This post was updated on 9 August 2023 to include changes to the axios
library — removing the install of @types/axios
.
In 2009 Node.js opened up a door for front-end developers to dip their toes into the world of servers without having to leave the comfort of their language.
It's almost effortless to get started with Node. You can basically copy-paste an entire HTTP server into existence and then install an ODM and you've got your CRUD app ready to roll!
You could even add a few lines and have your favourite application monitoring tool for Node.js added in a few minutes. However, if we've learned anything from the amazing Spider-Man, it's that with great power, comes great responsibility.
So, in this article, we're going to discuss how you can wield your Node-given powers responsibly, and design servers that don't just work, but are also resilient and adaptive to failures.
Resiliency and Chill
One of the biggest names in the industry when it comes to server resiliency design is Netflix.
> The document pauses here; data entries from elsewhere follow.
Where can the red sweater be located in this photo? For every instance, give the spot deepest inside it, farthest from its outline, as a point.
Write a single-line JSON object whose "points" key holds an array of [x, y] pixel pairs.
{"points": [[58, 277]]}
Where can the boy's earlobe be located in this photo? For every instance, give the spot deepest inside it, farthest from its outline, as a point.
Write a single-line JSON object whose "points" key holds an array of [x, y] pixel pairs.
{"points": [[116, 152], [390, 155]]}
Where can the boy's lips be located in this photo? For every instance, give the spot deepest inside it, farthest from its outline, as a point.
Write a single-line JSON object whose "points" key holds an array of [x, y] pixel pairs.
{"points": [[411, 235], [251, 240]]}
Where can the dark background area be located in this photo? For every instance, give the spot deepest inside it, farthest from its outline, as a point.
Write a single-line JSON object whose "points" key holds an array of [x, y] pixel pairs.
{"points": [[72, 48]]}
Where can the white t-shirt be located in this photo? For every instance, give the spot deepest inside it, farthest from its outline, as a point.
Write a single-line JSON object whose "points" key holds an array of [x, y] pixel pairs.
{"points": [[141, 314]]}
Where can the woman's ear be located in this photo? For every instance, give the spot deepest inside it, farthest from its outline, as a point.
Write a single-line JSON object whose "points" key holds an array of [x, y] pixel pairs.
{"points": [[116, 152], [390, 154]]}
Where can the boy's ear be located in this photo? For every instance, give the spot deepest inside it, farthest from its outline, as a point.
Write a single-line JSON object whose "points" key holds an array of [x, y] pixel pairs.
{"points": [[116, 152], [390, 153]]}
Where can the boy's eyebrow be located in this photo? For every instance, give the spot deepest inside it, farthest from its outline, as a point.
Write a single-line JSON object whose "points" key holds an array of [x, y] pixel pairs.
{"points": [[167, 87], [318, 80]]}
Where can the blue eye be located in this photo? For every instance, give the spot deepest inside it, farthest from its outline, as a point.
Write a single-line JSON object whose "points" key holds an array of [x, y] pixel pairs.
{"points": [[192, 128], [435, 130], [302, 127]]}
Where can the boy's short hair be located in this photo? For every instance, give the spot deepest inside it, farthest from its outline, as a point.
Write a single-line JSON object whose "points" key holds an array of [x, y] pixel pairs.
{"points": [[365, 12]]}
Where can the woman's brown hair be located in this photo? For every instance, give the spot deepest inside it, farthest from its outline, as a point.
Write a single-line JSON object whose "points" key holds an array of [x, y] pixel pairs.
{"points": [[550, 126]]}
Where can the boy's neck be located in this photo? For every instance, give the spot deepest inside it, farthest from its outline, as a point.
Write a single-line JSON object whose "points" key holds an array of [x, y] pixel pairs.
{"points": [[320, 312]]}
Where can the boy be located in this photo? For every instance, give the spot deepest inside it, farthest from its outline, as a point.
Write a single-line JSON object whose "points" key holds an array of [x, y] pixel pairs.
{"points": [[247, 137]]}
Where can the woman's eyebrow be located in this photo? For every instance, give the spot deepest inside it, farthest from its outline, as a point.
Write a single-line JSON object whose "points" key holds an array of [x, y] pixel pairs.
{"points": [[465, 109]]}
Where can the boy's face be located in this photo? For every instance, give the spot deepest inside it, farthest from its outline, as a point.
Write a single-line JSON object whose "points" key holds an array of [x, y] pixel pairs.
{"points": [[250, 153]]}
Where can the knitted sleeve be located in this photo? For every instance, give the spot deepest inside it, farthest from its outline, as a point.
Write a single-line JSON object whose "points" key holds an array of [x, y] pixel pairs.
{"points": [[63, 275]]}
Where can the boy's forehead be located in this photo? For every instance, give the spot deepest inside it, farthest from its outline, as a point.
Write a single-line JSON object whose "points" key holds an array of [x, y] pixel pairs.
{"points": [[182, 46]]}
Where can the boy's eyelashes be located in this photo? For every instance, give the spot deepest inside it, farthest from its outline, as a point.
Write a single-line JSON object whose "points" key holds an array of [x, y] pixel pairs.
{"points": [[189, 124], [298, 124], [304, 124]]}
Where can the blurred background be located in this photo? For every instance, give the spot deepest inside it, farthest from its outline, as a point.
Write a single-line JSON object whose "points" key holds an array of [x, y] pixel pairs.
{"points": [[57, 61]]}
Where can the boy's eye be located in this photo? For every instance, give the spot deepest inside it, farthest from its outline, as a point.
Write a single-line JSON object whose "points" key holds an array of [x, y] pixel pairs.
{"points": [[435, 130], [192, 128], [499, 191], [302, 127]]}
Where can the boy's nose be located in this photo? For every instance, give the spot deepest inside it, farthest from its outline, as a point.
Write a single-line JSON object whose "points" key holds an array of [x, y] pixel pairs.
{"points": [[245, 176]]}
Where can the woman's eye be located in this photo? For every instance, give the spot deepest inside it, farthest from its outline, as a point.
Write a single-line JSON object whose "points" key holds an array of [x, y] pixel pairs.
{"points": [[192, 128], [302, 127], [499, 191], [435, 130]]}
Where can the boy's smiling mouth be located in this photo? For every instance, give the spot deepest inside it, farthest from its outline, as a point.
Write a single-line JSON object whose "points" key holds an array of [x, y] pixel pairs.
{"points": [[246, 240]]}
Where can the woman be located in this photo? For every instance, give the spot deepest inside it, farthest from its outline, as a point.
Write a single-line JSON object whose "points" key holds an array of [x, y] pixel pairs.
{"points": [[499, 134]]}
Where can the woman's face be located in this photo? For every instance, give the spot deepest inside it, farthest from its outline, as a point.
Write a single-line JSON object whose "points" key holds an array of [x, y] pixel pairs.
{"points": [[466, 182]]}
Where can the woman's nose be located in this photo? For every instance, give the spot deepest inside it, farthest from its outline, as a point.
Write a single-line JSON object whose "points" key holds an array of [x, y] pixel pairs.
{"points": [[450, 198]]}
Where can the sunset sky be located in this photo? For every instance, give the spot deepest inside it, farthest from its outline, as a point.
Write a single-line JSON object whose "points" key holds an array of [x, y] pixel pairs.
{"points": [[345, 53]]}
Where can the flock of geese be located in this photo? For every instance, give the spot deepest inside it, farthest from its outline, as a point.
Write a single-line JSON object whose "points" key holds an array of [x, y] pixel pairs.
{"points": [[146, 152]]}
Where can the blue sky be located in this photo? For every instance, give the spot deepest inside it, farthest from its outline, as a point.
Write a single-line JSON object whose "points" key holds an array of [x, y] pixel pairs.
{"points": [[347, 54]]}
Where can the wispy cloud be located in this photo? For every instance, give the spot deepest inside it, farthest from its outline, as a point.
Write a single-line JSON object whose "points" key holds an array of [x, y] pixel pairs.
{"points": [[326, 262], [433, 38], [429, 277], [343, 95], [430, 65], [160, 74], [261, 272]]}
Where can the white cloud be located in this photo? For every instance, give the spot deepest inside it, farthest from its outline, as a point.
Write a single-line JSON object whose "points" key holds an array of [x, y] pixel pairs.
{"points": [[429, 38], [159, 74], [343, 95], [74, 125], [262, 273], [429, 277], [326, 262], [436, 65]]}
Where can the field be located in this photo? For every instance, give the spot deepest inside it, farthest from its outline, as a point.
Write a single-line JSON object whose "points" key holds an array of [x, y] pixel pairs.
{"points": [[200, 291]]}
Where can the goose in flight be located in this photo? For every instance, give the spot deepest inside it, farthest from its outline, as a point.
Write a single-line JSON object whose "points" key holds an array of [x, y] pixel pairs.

They are extremely dedicated to designing robust systems that will serve us all seasons of Grey's Anatomy any minute of the day!
But what is this "resiliency" anyway?
Well, resiliency is just a fancy word for the ability of your system to recover from failures and continue operating.
If the power goes out and it continues to work, your system is resilient. If there is an equipment failure and the system keeps on going, it is even more resilient. If you hit it with a baseball bat and the system is still up... you get the idea.
However, in our case, we're more interested in providing API resiliency. So, let's see how we would identify a resilient API. What are some of the core principles of a resilient API?
Well, let's learn from the pros. Let's see what Netflix has to say about it.
Netflix defines the principles of resiliency as follows:
- A failure in a service dependency should not break the user experience.
- The API should automatically take corrective action when one of its service dependencies fails.
- The API should be able to show us what's happening right now, in addition to what was happening 15-30 minutes ago, yesterday, last week, etc.
They are also responsible for fault tolerance libraries and sophisticated tools for dealing with latency and fault tolerance in distributed systems.
To deal with the problem of fault tolerance, most of these solutions use a popular software design pattern called circuit-breaker, which is the exact pattern that we're going to be discussing in detail in the upcoming sections.
The Circuit Breaker Pattern
The Circuit Breaker in software design is named after it's equivalent in electrical engineering, where it serves as a switch designed to stop the flow of the current in an electric circuit. It is used as a safety measure to protect the circuit from overload or short circuit.
Circuit breakers come in all shapes and sizes, there are some that reset automatically, some that need to be reset manually, but they all essentially do the same thing — open the circuit if there's trouble.
The Circuit Breaker was popularized by Miachel Nygard with his book Release It!, where he describes this pattern along with other useful information about architecting resilient and performant software.
So if the electrical circuit breaker manages the flow of current, what does it's software equivalent do?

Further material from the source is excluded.